Introducing the AI-Powered Text-to-Diagram Generator | September 30 2025, 20:57

While working on a book, I realized what kind of product I’m missing. It’s an AI diagram generator based on textual descriptions.

The idea is that the master document for the diagram is text. This textual description can be (and should be) quite detailed, so the generated diagram exactly matches the author’s vision. The diagram itself is not edited. That is, it can be edited – moving circles around, but ideally, after making changes, the system should update the text, generating from which will result in what the user adjusted.

The result — the diagram — should correspond as closely as possible to the description. If it does not match the description because, for example, it’s impossible to make a triangle with three obtuse angles, the system should do its best and provide a verbal response about what didn’t work. The user can then modify the task so that the system complies and produces the diagram correctly.

But then we understand that the author might have randomly achieved something that they liked with their flawed text. And if regenerated, it might turn out differently, and not necessarily better.
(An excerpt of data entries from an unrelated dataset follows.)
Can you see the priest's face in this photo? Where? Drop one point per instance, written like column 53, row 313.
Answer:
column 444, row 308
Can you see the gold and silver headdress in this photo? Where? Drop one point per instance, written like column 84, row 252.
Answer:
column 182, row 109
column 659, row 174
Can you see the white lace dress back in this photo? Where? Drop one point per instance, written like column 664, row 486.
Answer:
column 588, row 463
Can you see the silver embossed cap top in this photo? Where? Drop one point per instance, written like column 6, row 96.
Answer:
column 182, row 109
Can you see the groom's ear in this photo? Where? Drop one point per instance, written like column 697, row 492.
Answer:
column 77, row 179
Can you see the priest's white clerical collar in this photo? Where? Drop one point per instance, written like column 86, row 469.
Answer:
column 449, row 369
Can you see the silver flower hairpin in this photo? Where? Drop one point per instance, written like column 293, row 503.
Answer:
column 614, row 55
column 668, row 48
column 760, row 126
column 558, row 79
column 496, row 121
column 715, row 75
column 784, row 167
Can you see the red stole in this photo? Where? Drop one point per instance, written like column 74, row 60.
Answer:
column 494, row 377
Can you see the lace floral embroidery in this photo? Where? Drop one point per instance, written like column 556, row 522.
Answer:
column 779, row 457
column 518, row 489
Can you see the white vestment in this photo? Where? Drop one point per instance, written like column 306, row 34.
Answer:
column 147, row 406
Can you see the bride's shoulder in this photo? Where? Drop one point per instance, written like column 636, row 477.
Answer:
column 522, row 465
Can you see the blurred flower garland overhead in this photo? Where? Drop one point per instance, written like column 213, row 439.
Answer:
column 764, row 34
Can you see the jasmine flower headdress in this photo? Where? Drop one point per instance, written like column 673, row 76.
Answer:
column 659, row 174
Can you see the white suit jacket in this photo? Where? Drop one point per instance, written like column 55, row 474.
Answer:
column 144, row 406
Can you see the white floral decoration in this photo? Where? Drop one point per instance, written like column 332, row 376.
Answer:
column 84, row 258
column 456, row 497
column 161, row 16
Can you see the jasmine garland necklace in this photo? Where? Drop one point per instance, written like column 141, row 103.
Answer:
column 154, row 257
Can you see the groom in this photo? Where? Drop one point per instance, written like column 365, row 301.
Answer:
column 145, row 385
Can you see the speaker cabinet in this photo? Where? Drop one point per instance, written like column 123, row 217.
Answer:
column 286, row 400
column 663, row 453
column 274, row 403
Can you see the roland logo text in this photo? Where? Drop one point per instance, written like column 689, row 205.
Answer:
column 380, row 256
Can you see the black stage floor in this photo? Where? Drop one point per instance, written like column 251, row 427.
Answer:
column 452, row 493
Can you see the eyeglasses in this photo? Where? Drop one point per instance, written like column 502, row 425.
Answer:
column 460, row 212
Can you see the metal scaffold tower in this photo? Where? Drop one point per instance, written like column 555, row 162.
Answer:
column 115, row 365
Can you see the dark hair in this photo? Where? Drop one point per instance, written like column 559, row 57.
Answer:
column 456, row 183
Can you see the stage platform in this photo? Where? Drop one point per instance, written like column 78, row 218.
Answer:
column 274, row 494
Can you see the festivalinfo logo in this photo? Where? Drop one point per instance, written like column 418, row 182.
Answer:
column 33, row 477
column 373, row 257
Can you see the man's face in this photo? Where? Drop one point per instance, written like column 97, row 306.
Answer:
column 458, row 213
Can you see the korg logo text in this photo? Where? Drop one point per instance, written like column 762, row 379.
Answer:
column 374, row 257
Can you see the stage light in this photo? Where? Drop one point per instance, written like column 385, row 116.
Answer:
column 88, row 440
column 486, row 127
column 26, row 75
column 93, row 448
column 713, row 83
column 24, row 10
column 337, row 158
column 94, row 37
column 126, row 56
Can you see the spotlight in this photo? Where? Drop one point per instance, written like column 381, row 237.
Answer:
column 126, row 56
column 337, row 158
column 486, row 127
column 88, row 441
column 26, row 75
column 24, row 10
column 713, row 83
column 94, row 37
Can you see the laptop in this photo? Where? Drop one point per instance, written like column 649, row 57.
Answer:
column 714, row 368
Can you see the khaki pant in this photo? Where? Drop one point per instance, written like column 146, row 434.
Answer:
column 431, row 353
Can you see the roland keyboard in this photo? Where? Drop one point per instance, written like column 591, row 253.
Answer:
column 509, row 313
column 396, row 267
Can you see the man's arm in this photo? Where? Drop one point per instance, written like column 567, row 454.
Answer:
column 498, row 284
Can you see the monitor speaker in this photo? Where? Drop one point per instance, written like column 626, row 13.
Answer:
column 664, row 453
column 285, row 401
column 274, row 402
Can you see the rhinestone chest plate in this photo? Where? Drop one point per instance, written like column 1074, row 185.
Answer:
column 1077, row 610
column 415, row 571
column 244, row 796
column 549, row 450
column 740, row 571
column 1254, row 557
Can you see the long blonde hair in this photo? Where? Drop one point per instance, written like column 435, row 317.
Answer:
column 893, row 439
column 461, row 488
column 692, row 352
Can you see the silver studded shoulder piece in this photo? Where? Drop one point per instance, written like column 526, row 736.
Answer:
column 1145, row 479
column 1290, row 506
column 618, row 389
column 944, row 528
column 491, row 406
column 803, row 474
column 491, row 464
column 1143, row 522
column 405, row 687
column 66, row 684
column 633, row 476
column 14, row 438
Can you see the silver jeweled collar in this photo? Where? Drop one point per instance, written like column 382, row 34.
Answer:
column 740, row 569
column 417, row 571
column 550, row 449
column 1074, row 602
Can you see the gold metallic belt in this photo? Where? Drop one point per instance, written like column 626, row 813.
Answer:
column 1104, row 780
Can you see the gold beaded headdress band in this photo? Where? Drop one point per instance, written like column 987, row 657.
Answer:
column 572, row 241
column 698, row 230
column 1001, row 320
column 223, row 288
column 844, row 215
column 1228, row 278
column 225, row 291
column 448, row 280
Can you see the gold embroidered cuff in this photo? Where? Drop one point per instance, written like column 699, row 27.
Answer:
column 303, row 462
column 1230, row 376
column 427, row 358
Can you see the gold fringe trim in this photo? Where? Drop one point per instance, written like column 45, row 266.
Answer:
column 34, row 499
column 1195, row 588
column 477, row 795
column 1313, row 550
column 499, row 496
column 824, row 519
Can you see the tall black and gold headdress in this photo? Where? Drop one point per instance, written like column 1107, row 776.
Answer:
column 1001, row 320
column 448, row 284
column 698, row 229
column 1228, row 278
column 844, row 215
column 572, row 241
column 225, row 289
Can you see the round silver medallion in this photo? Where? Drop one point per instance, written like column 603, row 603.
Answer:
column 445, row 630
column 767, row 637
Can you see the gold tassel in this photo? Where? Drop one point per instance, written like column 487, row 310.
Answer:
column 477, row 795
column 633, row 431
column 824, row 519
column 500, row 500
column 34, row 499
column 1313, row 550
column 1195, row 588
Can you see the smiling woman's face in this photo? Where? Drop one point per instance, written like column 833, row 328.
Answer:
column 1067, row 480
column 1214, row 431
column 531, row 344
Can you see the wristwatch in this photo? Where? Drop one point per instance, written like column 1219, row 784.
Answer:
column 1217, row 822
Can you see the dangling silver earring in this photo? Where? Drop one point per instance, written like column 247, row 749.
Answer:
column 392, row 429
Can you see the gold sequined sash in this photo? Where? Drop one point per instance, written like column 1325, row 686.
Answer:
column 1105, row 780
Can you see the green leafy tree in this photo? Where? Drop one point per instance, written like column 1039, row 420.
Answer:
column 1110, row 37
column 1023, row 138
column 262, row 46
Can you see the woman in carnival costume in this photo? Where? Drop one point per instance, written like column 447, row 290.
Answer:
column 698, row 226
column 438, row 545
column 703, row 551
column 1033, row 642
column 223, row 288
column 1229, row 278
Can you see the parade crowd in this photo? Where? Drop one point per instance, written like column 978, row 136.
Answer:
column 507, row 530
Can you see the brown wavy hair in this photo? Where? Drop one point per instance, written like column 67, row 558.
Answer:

Therefore —

You could ask the system to generate a diagram description from the diagram, which, if inputted back into the diagram generator, would result exactly in what the description was generated from. Yes, this description would be more verbose and complex, but it would more reliably describe the result.

So, from this point, you are no longer working with the diagram. You are working with text. If a diagram is needed — you simply compile the text into a diagram and it turns out as needed. But you don’t even work directly with the text. You work with this diagram-description text through an LLM, asking it to add some block, and the text changes, but changes in a way that everything doesn’t suddenly shift.

The final diagram should be in an object form, from which raster (PNG) or vector (SVG, EPS) images can be created.

It would also be great if such a system could take existing diagrams or diagram templates so that it could borrow styles and existing conventions on how to display what.

So, these are my fantasies. If anyone has ideas on how to implement this — let’s discuss 🙂

Crafting the Future of Recommender Systems: A Deep Dive into Algorithms and Implementation | September 26 2025, 21:17

I decided a while ago to write a book on recommendation algorithms. With mathematics, code examples, a repository, etc. English, of course.

Accordingly, I am looking for volunteer reviewers who are knowledgeable in the field. Also those who have experience with print-on-demand on Amazon.

There’s already about 200 pages of content. About three months of work left. Working title Recommender Algorithms in 2026: A Practitioner’s Guide. Roughly half of it is still in draft form, with the first 80 pages about 80% complete.

I’ve built a mechanism to publish in HTML and PDF simultaneously. The HTML version is fully functional, with navigation. The navigation block reflects the current section, and as you scroll, it shifts to the one in front of the reader. Clicking on a section, of course, teleports you to what you clicked on. It’s all completely automatic.